What
this country needs – oh, does it need – is an issue on which liberals and
conservatives can unite and on which the country can voice its approval, loudly
and enthusiastically. Here is such an
issue.
It
is time we should change our national anthem.
The Star Spangled Banner is hard to sing and is out of step with the
national mood, which is less militaristic than it used to be. The country, according to most polls, is
tired of “bombs bursting in air” and is ready for “amber waves of grain” or
“the oceans white with foam.”
You
like bombs bursting in air? Then the present anthem fails on musical grounds.

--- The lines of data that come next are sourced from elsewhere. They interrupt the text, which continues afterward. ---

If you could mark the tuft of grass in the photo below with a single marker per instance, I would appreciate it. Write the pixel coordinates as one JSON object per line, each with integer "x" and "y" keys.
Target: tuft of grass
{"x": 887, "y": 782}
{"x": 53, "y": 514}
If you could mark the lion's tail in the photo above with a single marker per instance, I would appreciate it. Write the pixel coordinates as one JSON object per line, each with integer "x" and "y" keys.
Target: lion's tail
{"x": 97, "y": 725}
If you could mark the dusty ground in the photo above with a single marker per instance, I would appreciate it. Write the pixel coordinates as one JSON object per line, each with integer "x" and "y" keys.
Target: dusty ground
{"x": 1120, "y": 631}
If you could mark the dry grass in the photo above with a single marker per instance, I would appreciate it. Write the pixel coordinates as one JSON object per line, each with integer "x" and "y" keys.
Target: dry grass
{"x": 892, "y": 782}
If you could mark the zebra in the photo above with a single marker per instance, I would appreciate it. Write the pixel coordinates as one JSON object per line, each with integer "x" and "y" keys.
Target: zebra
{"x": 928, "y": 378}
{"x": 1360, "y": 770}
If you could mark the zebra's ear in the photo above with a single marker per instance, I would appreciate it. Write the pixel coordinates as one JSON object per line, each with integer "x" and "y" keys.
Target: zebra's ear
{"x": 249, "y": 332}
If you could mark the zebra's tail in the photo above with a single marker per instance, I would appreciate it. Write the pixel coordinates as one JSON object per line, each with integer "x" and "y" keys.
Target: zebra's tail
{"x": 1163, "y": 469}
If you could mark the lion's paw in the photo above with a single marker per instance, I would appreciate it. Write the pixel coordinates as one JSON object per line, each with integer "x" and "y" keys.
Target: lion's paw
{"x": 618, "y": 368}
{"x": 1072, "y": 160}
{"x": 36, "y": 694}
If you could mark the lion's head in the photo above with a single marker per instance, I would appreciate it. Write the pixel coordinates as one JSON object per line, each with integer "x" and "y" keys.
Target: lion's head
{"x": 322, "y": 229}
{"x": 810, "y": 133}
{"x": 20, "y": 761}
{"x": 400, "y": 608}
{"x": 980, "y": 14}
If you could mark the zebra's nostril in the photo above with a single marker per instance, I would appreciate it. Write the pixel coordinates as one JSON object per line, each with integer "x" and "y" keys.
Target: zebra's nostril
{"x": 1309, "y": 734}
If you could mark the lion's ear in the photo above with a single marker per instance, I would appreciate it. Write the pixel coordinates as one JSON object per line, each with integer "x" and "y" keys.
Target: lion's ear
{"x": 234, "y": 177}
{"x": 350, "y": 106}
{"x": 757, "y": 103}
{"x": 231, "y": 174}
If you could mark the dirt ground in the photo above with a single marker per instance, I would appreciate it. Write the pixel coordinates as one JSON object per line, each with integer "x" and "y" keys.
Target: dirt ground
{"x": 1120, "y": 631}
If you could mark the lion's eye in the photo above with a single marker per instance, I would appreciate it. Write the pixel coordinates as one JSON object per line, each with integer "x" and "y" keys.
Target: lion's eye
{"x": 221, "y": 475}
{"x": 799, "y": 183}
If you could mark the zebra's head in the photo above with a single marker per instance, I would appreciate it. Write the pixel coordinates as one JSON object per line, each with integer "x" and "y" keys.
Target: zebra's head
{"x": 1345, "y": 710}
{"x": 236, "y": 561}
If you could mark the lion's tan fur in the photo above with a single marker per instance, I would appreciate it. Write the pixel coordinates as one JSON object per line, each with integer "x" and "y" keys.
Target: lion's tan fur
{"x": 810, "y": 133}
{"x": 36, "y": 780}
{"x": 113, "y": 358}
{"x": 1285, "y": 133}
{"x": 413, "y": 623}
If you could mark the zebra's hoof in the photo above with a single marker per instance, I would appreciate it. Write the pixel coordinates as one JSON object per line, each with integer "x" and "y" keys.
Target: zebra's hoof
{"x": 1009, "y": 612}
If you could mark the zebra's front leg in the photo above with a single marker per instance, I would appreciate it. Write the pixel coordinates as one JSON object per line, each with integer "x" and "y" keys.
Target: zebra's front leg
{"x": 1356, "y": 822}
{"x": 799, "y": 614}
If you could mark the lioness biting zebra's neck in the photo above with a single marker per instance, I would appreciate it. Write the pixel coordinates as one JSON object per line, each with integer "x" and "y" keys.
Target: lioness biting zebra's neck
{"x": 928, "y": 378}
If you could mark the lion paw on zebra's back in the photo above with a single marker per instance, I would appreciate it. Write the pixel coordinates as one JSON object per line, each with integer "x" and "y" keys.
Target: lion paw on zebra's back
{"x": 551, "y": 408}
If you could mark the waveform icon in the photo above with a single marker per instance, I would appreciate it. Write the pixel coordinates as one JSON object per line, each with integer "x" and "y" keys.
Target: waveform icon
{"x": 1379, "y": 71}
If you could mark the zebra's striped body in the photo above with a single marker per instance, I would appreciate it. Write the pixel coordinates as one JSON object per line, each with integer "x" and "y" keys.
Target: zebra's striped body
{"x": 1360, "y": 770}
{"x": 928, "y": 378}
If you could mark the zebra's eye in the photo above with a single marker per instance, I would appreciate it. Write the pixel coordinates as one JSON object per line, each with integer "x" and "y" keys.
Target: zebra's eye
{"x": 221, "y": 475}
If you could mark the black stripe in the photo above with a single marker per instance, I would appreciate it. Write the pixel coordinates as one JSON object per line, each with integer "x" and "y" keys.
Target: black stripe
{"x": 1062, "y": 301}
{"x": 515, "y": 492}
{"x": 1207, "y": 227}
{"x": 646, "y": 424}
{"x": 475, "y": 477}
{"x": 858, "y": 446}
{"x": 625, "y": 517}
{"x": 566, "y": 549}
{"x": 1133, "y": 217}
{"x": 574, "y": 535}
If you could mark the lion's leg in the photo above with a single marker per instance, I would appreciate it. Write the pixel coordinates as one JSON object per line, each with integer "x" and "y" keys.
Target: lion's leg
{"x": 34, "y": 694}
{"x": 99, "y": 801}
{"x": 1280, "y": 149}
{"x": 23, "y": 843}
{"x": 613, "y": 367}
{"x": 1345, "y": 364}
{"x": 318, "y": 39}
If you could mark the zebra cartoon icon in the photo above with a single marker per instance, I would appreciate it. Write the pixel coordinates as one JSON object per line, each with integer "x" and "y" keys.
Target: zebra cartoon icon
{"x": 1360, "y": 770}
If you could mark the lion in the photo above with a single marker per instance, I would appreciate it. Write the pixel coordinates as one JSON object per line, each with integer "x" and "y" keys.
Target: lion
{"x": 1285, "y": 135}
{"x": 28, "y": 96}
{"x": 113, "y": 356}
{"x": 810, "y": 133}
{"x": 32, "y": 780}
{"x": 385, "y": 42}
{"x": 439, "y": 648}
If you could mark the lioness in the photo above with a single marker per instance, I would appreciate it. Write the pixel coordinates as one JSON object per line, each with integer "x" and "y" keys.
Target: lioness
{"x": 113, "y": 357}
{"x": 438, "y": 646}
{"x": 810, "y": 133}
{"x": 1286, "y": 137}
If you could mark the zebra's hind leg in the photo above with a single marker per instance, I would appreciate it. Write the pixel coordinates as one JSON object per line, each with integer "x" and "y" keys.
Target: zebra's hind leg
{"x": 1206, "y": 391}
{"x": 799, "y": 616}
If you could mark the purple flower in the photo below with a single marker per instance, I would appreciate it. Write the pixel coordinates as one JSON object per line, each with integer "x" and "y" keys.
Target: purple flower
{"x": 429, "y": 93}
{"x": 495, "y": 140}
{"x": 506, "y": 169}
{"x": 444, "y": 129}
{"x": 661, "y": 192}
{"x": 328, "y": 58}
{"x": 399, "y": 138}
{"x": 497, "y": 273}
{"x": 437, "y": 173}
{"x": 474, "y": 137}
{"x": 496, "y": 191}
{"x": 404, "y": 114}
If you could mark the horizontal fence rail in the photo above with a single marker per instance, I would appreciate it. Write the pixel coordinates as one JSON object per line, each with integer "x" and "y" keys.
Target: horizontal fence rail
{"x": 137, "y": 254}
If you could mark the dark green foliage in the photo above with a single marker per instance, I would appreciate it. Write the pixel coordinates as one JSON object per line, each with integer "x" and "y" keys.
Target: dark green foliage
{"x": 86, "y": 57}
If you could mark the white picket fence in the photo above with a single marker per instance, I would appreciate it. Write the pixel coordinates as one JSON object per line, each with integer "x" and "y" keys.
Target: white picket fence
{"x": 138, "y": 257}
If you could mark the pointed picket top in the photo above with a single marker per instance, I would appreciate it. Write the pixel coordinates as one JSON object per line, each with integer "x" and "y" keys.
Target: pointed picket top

How many of us, hearing O, Canada
sung at the hockey playoffs or the Russian national anthem sung at Sochi,
sighed, “I wish we had an anthem like
that.” (How
many singers have had the same thought?)
If
it were put to a popular vote, two candidates would probably emerge: America the Beautiful and God Bless America. Either one, in my opinion, is better than The Star Spangled Banner. They are both stirring melodies. America
the Beautiful was written by Samuel Ward, a choirmaster, and Katherine Lee
Bates, in 1910. God Bless America, as everyone knows, was written by Irving Berlin
in 1918 and revised by him (for Kate Smith) in 1938. Both are well known and sung often; in fact, God Bless America has become a
surrogate national anthem, sung at the home half of the seventh inning at many
major-league baseball games.
For
more than 150 years, the United States had no national anthem. Then, in 1931, President Herbert Hoover
signed an act making The Star Spangled
Banner the national anthem. It has had a long and distinguished life, but
now it is time for a new national anthem, easier to sing and having more
inspired lyrics. It is time to move on. Is
there a political leader around who will take up the cause?